Last Game

67.1K 10.2K 2K
                                    

Sudah siap?

Ini feel nya entah dapet atau engga.
Tapi semoga emosinya sampai yah, wkwk.

Ada banyak kejutan, jadi harap bersiap :-P

Jangan lupa komentarnya, lebih dari seribu lagi oke (^^)

Selamat membaca 💜

****

"Jika kematian aku yang Mas Bian inginkan, maka biarkan saja. Tapi aku tidak akan rela melihat salah satu dari kalian meregang nyawa."

Bian menatap Aizha dengan tajam, napasnya memburu memendam amarah besar.
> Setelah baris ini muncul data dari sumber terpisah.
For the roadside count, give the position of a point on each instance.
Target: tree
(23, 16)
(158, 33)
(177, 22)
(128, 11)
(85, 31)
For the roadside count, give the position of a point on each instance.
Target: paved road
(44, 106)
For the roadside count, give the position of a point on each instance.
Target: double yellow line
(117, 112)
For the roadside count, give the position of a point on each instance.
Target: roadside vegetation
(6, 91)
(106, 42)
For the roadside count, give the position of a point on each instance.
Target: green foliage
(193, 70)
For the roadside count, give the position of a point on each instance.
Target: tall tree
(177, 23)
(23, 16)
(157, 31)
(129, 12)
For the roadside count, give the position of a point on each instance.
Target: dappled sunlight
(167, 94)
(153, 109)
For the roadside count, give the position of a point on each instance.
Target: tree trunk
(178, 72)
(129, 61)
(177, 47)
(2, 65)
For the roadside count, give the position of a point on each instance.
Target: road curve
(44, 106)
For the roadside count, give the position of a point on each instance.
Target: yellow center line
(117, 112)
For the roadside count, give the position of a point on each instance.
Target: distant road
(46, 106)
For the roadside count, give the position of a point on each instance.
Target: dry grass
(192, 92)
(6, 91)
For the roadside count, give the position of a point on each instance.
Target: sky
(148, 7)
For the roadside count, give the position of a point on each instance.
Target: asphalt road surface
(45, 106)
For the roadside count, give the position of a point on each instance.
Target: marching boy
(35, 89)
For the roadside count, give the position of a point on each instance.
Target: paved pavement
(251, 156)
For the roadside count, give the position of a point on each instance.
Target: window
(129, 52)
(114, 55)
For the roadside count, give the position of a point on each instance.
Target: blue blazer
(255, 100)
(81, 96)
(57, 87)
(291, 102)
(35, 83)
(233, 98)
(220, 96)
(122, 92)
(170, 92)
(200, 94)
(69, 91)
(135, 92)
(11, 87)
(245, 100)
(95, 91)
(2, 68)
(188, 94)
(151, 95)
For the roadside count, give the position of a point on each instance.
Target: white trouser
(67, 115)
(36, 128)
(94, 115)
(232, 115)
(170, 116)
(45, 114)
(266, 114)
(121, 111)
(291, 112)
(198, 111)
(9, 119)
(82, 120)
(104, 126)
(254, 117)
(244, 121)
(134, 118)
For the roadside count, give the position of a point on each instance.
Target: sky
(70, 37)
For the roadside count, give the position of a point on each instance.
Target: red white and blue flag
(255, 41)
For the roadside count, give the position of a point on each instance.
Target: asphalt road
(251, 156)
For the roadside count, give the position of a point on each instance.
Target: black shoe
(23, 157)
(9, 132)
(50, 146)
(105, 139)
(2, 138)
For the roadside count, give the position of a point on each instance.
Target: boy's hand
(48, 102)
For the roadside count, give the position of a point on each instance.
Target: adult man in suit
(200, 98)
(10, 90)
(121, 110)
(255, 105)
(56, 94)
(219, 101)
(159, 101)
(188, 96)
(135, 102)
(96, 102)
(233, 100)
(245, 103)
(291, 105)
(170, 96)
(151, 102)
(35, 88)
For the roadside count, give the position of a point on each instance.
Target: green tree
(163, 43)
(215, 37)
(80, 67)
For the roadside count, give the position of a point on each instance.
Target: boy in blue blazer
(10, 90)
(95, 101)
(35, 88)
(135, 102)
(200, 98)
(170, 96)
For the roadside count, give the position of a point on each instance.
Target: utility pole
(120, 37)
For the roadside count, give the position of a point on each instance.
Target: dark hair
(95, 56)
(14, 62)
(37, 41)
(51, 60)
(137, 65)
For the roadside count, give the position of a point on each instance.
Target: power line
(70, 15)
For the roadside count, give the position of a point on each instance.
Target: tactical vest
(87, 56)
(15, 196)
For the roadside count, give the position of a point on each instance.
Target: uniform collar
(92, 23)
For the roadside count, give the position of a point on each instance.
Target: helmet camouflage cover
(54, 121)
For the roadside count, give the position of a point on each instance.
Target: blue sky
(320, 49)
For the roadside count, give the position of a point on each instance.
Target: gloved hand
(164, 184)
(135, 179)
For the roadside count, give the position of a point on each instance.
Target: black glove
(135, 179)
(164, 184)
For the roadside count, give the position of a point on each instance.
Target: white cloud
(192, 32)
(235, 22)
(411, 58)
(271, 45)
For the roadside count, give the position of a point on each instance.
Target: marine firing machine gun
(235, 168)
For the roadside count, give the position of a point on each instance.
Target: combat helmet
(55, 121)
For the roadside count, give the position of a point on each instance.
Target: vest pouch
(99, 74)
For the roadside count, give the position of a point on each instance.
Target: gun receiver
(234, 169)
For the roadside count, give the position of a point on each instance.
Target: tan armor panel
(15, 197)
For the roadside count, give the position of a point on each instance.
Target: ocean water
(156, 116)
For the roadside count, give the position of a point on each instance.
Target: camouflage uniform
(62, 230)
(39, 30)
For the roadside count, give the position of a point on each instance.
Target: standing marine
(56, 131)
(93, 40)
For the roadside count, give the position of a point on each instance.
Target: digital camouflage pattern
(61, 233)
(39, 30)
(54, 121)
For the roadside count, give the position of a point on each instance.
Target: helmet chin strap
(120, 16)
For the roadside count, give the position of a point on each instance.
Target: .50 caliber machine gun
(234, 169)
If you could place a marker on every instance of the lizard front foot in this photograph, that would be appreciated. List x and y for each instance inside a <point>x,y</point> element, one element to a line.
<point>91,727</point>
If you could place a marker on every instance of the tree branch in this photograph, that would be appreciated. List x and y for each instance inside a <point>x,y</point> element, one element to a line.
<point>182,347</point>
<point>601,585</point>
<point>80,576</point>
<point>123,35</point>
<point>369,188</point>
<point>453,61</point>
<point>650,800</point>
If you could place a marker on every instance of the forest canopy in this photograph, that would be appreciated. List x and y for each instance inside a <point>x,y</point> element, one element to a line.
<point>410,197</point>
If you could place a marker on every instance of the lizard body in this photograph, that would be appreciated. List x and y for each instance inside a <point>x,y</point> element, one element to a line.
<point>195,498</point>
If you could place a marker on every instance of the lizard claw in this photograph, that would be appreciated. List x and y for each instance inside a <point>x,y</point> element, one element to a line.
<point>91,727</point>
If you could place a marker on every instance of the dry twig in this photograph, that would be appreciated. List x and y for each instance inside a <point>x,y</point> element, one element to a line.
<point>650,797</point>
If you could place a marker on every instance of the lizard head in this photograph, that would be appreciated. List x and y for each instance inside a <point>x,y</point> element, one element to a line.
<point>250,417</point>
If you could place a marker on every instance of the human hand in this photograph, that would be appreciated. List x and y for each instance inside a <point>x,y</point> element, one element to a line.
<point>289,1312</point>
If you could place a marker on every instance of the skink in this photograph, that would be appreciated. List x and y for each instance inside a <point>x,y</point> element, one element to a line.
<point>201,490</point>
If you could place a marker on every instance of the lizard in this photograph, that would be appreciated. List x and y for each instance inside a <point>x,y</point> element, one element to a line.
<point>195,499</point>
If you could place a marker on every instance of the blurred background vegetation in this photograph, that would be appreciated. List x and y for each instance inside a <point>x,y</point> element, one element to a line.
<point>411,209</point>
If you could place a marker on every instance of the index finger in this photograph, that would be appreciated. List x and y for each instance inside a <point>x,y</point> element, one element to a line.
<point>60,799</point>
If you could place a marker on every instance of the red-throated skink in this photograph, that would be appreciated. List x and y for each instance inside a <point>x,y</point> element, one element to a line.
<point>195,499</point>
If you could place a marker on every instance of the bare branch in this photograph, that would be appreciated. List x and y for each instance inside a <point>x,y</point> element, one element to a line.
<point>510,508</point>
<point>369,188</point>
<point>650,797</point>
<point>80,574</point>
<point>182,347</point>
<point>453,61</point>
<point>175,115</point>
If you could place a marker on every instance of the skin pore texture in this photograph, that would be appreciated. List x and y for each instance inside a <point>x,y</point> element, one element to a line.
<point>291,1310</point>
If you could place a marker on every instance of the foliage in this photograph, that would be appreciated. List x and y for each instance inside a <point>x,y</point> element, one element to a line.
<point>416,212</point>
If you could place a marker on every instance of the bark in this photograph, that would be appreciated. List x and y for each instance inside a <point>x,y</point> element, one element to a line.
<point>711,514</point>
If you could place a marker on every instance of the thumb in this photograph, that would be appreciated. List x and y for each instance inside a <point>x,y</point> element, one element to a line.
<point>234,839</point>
Sementara Aizha, tak ada sorot ketakutan sedikit pun dari matanya walau revolver menempel di keningnya, tak ada kemarahan apalagi kebencian, justru tatapan kasih sayang lah yang terpancar dari mata indah Aizha.
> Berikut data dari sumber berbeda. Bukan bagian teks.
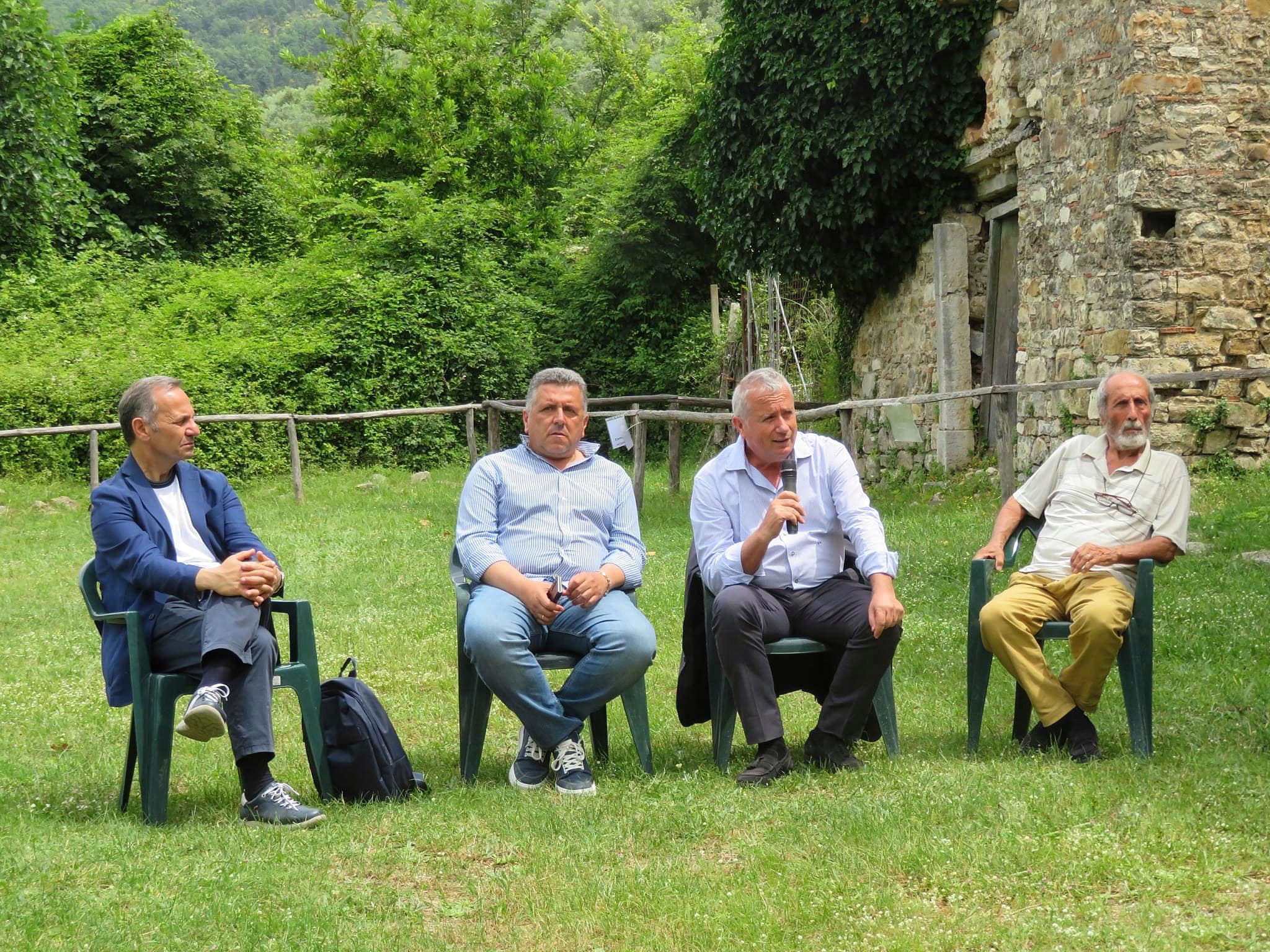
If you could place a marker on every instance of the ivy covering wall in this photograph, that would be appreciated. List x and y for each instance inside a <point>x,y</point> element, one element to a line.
<point>830,138</point>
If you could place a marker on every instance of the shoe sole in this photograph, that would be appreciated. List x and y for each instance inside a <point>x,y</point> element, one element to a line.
<point>520,785</point>
<point>310,822</point>
<point>577,791</point>
<point>831,765</point>
<point>765,781</point>
<point>201,724</point>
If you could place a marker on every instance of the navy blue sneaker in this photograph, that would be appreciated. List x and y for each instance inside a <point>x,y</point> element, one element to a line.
<point>572,771</point>
<point>205,716</point>
<point>528,770</point>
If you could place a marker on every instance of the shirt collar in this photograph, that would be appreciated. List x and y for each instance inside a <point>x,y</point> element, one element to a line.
<point>734,456</point>
<point>1098,450</point>
<point>586,446</point>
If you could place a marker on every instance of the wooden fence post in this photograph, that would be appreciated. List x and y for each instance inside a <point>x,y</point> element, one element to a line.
<point>471,437</point>
<point>294,446</point>
<point>1005,444</point>
<point>846,432</point>
<point>93,460</point>
<point>641,454</point>
<point>673,450</point>
<point>492,430</point>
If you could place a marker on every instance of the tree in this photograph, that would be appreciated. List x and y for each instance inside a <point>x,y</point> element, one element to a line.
<point>174,154</point>
<point>40,192</point>
<point>830,136</point>
<point>465,95</point>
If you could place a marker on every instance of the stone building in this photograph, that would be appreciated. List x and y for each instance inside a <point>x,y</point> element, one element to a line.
<point>1122,221</point>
"Ayo, Mas, tembak saja," titah Aizha, lirih.

"Lepaskan semua dendam itu, Mas, lepaskan."

Mata Aizha berkaca-kaca, entah mengapa hatinya begitu sesak, bukan karena kecewa, tapi karena sebuah kerinduan akan kebersamaannya dengan Bian yang mungkin tidak akan pernah terulang lagi.
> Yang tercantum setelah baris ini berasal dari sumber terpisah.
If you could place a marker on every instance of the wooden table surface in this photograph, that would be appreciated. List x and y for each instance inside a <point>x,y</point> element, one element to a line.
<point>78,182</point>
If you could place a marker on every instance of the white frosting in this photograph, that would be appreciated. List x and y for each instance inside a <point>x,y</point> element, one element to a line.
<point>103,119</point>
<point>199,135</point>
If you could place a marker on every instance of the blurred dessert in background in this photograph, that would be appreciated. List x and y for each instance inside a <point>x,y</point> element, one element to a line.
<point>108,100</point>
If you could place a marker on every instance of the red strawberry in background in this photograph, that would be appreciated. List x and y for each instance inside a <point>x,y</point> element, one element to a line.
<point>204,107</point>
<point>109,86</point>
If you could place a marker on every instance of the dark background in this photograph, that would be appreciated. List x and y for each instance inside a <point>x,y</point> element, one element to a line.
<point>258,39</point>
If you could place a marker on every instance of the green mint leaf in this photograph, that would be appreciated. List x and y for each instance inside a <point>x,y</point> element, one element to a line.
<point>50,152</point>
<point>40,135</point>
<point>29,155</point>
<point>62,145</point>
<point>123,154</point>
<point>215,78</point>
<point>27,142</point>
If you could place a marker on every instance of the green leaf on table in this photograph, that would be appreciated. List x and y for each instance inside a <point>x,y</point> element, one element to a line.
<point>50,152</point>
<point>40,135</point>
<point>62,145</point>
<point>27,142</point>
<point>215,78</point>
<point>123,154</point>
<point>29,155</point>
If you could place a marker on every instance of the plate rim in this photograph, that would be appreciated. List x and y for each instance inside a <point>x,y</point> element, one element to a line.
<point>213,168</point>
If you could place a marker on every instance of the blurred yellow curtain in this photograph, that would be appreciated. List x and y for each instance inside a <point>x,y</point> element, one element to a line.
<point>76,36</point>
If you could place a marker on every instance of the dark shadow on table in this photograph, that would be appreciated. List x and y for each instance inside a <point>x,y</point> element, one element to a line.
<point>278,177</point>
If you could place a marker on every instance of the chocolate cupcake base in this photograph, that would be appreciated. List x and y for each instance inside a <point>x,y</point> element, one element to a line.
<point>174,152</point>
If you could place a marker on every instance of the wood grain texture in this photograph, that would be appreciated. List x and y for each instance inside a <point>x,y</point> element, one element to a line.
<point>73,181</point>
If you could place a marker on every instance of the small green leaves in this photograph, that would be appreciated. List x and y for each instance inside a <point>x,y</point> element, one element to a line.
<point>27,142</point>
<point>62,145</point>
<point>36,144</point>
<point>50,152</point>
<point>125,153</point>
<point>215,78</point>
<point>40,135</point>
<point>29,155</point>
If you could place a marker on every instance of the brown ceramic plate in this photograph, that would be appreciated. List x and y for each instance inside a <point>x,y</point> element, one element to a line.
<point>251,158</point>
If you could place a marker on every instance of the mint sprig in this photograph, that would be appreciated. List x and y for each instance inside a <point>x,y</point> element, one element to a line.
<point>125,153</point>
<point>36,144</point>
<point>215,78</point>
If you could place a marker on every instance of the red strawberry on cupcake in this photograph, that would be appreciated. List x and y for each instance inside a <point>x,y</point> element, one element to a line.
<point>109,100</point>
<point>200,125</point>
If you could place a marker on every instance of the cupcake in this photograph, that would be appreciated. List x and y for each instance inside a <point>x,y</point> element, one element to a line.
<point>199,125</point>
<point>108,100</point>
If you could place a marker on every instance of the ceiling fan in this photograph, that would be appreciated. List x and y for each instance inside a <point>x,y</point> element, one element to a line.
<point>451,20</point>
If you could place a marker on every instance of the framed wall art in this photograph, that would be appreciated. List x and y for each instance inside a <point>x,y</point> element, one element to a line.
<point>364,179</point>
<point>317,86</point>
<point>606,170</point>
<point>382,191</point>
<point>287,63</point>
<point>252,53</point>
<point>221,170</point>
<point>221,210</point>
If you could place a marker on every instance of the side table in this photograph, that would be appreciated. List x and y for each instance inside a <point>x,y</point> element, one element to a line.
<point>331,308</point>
Aizha begitu merindukan Bian yang selalu menatapnya hangat, ia merindukan Bian yang selalu mengomelinya jika ia telat pulang sekolah atau lalai dengan kesehatannya, dan masih banyak lagi kebersamaan yang telah mereka habiskan. Tidak, entah mengapa Aizha yakin jika sikap posesif Bian saat itu bukanlah sebuah sandiwara, ia bisa merasakan ketulusan Bian.

"Aku tidak akan melarikan diri, Mas."

Shaka dan Aizar benar-benar panik, mereka menatap Arvan meminta bantuan, tapi pria itu malah mengangkat tangannya pertanda mereka lebih baik diam, bertindak gegabah justru akan memperburuk masalah.

"Mas Bian, jangan Mas, jangan tembak Aizha," mohon Aizar dengan hati-hati.

"Zha, jangan gila!" teriak Shaka, kalut.

Bian dan Aizha tak memedulikan berbagai ucapan dari Shaka dan Aizar, posisi mereka masih tetap sama.

Tangan Bian bergetar, perlahan jarinya menarik pelatuk pada revolver, tatapan Aizha padanya sungguh membuat hatinya tak menentu.

"Engga, stop!!" panik Shaka.

Shaka berlari menghampiri Aizha, namun Arvan dengan cepat mencekal tangan Shaka agar dia tidak menerjang Bian dengan bodohnya.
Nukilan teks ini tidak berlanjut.